In conclusion, the book opens a new perspective on the relevance of partially identifiable models, trying to lift the stigma associated with them, and calls for further theory and methodology to deal with those. Here are the author’s final points (p.162):

*“Identification is nuanced. Its absence does not preclude a parameter being well estimated, not its presence guarantee a parameter can be well estimated.”**“If we really took limitations of study designs and data quality seriously, then partially identifiable models would crop up all the time in a variety of scientific fields.”**“Making modeling assumptions for the sole purpose of gaining full identification can be a mug’s game (…)”**“If we accept partial identifiability, then consequently we need to regard sample size differently. There are profound implications of posterior variance tending to a positive limit as the sample size grows.”*

These points may be challenging enough to undertake to read *Bayesian inference for partially identified models* in order to make one’s mind about their eventual relevance in statistical modelling.

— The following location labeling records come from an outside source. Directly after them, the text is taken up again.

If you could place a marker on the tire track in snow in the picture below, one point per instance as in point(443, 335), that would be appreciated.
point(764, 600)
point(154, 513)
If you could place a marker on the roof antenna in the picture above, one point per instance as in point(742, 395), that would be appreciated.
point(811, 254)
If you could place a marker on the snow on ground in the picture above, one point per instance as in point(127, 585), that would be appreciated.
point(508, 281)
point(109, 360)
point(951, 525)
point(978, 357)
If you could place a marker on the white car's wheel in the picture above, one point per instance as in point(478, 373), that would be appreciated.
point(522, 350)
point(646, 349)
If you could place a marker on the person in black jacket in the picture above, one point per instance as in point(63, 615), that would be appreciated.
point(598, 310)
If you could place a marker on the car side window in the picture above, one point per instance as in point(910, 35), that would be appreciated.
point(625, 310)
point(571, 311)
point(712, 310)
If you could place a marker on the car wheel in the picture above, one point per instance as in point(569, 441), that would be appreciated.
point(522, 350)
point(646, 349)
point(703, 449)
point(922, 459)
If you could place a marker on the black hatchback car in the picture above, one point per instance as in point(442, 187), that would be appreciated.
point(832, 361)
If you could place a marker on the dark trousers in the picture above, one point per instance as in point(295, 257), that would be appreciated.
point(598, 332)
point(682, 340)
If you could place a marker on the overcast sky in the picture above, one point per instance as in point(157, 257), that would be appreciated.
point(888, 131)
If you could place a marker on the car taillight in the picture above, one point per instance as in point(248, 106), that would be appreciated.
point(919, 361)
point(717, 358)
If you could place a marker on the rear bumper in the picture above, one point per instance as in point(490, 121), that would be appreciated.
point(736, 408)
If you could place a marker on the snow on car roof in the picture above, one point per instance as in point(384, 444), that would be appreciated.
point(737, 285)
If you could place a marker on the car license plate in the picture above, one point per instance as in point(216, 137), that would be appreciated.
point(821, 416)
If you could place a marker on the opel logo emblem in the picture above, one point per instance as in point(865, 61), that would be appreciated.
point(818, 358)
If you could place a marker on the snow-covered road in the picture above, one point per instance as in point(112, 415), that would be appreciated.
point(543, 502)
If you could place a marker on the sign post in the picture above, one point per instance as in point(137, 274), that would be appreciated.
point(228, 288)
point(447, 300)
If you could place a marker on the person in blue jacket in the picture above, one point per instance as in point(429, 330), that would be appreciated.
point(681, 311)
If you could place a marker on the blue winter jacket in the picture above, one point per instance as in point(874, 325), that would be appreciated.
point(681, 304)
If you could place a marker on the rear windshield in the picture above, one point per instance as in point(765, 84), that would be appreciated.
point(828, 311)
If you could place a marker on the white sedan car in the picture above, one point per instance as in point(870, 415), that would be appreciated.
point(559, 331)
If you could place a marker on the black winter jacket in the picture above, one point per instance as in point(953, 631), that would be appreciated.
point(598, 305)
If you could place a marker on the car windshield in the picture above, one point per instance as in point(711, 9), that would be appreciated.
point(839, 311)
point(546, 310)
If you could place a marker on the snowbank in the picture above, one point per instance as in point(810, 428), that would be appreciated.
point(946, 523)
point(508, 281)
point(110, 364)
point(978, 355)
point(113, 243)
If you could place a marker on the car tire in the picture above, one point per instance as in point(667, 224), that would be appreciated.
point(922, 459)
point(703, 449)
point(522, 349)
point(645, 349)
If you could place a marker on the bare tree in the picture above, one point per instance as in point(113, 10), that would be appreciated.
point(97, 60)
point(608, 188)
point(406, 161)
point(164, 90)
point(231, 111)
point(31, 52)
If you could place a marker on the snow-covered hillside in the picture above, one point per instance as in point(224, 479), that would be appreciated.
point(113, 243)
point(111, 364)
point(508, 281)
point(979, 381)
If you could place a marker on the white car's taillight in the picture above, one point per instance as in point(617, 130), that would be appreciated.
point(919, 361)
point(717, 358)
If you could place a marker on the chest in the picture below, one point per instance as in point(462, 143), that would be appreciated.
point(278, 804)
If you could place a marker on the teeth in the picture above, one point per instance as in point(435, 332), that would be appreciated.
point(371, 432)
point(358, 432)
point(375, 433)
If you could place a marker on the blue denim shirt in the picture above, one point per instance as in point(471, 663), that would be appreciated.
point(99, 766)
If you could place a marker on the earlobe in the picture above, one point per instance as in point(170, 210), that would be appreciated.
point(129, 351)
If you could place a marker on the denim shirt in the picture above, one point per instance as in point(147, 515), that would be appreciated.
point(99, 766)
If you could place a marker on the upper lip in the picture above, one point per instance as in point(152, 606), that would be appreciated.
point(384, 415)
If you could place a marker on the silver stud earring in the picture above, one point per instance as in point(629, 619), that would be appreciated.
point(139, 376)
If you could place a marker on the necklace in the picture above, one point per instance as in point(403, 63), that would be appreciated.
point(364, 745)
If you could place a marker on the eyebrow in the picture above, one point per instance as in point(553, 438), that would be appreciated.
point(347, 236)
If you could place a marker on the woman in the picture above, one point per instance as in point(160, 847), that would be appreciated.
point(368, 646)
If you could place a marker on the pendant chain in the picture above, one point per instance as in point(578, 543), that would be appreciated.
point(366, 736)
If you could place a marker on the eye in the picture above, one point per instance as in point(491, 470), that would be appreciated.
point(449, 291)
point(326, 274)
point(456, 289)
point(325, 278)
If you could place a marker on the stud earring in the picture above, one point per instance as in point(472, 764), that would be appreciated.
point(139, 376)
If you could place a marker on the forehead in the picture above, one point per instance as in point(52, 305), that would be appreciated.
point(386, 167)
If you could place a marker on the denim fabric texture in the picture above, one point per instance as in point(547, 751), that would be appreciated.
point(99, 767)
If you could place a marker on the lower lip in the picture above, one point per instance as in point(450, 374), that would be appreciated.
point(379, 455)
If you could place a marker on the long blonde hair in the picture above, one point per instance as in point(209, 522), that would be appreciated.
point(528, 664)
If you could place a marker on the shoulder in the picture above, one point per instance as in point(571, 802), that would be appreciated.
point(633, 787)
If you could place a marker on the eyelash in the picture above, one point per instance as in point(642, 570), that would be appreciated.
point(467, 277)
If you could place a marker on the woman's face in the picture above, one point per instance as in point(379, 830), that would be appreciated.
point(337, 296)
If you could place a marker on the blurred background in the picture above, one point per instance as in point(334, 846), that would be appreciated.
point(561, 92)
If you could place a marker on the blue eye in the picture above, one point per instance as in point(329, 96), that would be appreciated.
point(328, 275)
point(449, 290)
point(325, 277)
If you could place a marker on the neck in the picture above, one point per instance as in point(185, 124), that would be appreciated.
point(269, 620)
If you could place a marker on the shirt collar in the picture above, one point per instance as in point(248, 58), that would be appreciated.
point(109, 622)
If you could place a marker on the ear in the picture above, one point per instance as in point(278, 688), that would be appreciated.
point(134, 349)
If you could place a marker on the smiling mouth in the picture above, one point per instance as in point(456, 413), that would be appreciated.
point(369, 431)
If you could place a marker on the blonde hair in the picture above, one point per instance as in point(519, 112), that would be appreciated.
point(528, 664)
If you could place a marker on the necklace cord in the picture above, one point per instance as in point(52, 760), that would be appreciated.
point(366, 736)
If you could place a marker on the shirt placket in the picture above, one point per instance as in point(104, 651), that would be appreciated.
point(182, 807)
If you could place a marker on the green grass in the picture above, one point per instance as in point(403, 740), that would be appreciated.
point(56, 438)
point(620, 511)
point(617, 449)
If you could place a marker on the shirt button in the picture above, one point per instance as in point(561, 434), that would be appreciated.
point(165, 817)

*[Disclaimer about potential self-plagiarism: this post will also be published as a book review in my CHANCE column. ]
*

July 9, 2015 at 1:53 am

I’m enormously excited to read this book as I’ve been enjoying a number of his papers recently (Leo Held put me on to them at O’Bayes after I complained that there was essentially no interesting Bayesian theory for hierarchical models).

I’m not sure how fair your criticism that he appears to only review and expand on his own work is. I’m not sure that there is much else out there. Would that we put as much work into this type of problem as we do into studying the inference for the mean of a normal distribution! (To venture a controversial opinion that isn’t based around colour preference!)

This actually makes me think of an important question that I can’t get my head around: how does hypothesis testing work for these models?

A similar question is “How does hypothesis testing work for a semi-parametric model?”

In both cases, the testing result will be strongly prior dependent (the first case will depend on the restriction of the prior to the identified region, the second will depend on the prior of the scale parameter for the non-parametric effect). So is there a framework for asking these sorts of questions?

As for tying down identifiable vs non-identifiable parts (and actually all of the (iii) question in your second paragraph), I suspect we need to tie up a computationally minded algebraic geometer and tickle them until they give us the answers…

July 9, 2015 at 9:01 pm

I have no idea about testing for semi-parametric models, but I’m sure Judith or Chris have definite ones!